Affrontements à Rionegro : Paloma Valencia défend Álvaro Uribe

La récente confrontation devant la résidence de l’ex-président Álvaro Uribe à Rionegro, Antioquia, a suscité de vives réactions politiques. La sénatrice et candidate présidentielle Paloma Valencia a exprimé son soutien envers Uribe, mettant en lumière les tensions de la situation.

Incident devant la résidence d’Uribe

Un groupe de manifestants s’est mobilisé pour dénoncer les « faux positifs » de l’ère d’Uribe, illustrant la mobilisation par un mur peint avec une inscription indiquant un nombre alarmant d’exécutions extrajudiciaires. Valencia a rapidement dénoncé cette action comme étant prémeditée, soulignant le danger pour la famille Uribe.

« La manifestation n’était pas spontanée, mais plutôt orchestrée », a-t-elle affirmé, indiquant que cela avait mis en péril la sécurité de la famille.

Les déclarations alarmantes de Valencia

Valencia s’est tournée vers le public en se remémorant les pensées qui pourraient traverser l’esprit d’une mère ou d’une fille d’Uribe dans de telles circonstances.
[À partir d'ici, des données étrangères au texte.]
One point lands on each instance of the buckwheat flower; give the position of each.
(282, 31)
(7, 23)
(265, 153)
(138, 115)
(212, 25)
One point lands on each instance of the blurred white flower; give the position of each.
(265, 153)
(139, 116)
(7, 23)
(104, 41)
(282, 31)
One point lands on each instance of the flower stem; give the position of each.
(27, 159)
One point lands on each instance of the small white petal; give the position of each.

Elle a souligné l’impact psychologique potentiellement dévastateur de ces actions sur les proches de l’ex-président.

« Imaginez que votre mère soit seule à la maison lorsque des groupes hostiles arrivent », a-t-elle clamé, accentuant la nécessité de préserver la tranquillité de la famille.

Accusations contre Iván Cepeda

L’incident a alimenté les tensions politiques, entraînant des accusations directes de la part d’Uribe et de Valencia contre le sénateur de gauche Iván Cepeda. Uribe a désigné Cepeda comme étant le responsable de la manifestation, la qualifiant de violence politique.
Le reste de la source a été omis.